Make bt_navigator extendible

The nav2_bt_navigator is missing extensibility. Other parts of the nav2 stack are very modular,
for example the controller and planner servers are plugin based. Meanwhile, the bt_navigator
has two navigators provided.

Unfortunately the set of available navigators seem not to be extendible
without forking the nav2 stack and rebuilding the package.
Is this a conscious design decision?

I need to attend to multiple different types of tasks with our service robot,
for example go to dock or deliver and return (with an action to complete between the two).
In the package I found no examples regarding the extension of the set of navigators or for
implementing something similar to the above use cases. The readme is really short as well.

I think (correct me if I’m wrong) the best solution would be to use different trees with different navigators for each task. A few reasons for this are:

  • Multiple NavigateToPose actions could be used with the logic implemented elsewhere,
    but the sequence of these atomic tasks makes perfect sense to be in the BT and not elsewhere.
  • The fact that different types of tasks necesitate different navigators seems to be the reason why the two already implemented navigators exist.

The question arises here how one should implement these.
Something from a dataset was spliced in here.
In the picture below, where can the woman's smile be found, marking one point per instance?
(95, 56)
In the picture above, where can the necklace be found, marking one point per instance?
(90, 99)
In the docs it says it isn’t necessary to modify the nav2_bt_navigator package, but it very clearly is.

Maybe the best design solution would be to create navigators as plugins, that could be loaded the same way as the BT Nodes in the tree. @smac What do you think, do the reasons listed make sense? If so, can you give some guidance on how to implement it?

2 Likes

Hi,

At one point I took a serious stab at making the BT navigator more extensible out-of-the-box when I was adding the second navigator type (navigate through poses) to the system. Ultimately though, I found that it wasn’t trivially possible. Hopefully the discussion below will provide some useful context.

If you have a use of behavior tree that you’d like to be able to call as a server from another application that does not meet the API of the existing navigators (Nav2Pose / NavThruPoses), the only “real” difference between them is the Action Server interface used and how the contents of that are translated into the blackboard for your Behavior Tree to consume the inputs to perform the desired action. The behavior tree system doesn’t really care - you could load any arbitrary tree to do any arbitrary thing into either Navigator type, but either you’d be lacking necessary inputs into the BT or lacking the necessary fields in the Action request message to populate.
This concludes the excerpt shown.